Epigenetik als Schlüssel zur Zellentwicklung

Im Mittelpunkt der Studie stand die sogenannte epigenetische Regulation – Veränderungen an der DNA, die die Genaktivität beeinflussen, ohne die DNA-Sequenz selbst zu verändern. Die Forscher:innen identifizierten dabei insbesondere Methylgruppen, die sich an sogenannte CpG-Stellen der DNA anlagern. Diese Modifikationen wirken wie molekulare Schalter, die Gene aktivieren oder stilllegen.

„Wichtig war uns, nicht nur die DNA-Methylierung an den etwa 28 Millionen CpG-Stellen des menschlichen Erbguts zu untersuchen, sondern unsere Forschungsergebnisse auch in Beziehung zu weiteren Schalter-Prozessen in Treg-Zellen zu setzen. So konnten wir umfassende Erkenntnisse dazu liefern, wie sich die spezielle Funktion der Gewebe-Treg-Zellen entwickelt“, erklärt Dr. Niklas Beumer, Wissenschaftler am Institut für Immunologie und einer der Erstautoren der Studie.

Bedeutung für Autoimmunerkrankungen und Wundheilung

Die Forschungsarbeiten fanden im Rahmen des durch die Deutsche Forschungsgemeinschaft (DFG) geförderten transregionalen Sonderforschungsverbunds TRR 355 statt, der unter der Leitung der Universitätsmedizin Mainz steht. Ziel ist die Erforschung der Heterogenität und funktionellen Spezialisierung regulatorischer T-Zellen in unterschiedlichen Mikromilieus.

Ein überraschender Fund war die Entdeckung epigenetischer Veränderungen in sogenannten springenden Genen – DNA-Abschnitten, die sich innerhalb des Erbguts bewegen können und dabei offenbar wichtige Steuerfunktionen übernehmen.
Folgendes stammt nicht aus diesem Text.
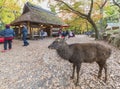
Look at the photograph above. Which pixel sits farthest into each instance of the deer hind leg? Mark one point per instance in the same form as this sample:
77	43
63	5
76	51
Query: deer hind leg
100	69
72	77
78	70
105	68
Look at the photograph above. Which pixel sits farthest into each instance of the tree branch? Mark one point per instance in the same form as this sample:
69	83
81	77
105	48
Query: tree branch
117	4
91	7
82	15
103	4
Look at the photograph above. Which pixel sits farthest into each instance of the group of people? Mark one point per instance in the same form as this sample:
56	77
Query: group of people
66	33
8	34
43	34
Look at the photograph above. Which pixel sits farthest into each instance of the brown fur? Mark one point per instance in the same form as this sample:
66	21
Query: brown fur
83	53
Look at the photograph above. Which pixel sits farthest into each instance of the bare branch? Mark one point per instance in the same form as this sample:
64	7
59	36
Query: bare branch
91	7
73	10
117	4
104	4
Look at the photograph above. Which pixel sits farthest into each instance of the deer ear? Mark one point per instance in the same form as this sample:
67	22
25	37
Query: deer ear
65	38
Mithilfe des neu identifizierten epigenetischen Fingerabdrucks konnten die Forschenden wandernde Gewebe-Treg-Zellen sogar im menschlichen Blut identifizieren. Diese Erkenntnis eröffnet neue Perspektiven für die Diagnose und Therapie immunologischer und entzündlicher Erkrankungen.
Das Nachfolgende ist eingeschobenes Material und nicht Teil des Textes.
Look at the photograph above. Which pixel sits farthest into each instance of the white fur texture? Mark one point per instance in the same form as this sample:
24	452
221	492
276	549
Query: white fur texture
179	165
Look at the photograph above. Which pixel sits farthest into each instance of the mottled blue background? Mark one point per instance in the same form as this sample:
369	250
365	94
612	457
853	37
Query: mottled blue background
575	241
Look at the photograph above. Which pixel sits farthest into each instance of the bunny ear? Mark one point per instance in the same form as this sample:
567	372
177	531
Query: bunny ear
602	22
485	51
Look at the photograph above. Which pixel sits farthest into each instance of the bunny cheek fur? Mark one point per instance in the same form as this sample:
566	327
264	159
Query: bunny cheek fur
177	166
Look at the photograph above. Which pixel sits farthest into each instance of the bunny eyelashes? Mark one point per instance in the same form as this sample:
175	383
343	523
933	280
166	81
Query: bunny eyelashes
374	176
„Unsere Studie erweitert das Wissen darüber, wie Gewebe-Treg-Zellen programmiert sind, und zeigt damit neue Wege und Möglichkeiten auf, wie diese Zellen in der Therapie verschiedener Erkrankungen eingesetzt werden könnten – etwa zur Förderung der Gewebefunktion nach akuten Verletzungen oder zur Behandlung von Autoimmunerkrankungen“, betont Professor Delacher.
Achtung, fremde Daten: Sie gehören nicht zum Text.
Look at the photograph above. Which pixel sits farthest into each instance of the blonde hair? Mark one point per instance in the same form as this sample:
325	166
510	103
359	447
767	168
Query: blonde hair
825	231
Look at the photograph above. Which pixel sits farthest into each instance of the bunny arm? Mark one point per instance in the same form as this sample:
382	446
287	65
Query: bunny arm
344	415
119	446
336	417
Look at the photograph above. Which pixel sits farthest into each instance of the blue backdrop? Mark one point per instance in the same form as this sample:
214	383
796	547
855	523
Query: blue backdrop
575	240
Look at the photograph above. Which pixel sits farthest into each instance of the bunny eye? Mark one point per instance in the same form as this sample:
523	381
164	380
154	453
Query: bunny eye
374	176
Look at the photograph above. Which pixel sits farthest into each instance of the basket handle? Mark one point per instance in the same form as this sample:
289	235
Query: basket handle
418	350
Ausblick: Potenzial für Krebstherapien?

Ob Gewebe-Treg-Zellen auch bei Tumorerkrankungen eine Rolle spielen, ist Gegenstand aktueller Forschungen in Professor Delachers Arbeitsgruppe. Im Rahmen des Sonderforschungsbereichs SFB 1292 wird derzeit untersucht, welchen Einfluss das Wundheilungsprogramm dieser Zellen auf das Wachstum und die Metastasierung von Tumoren haben könnte.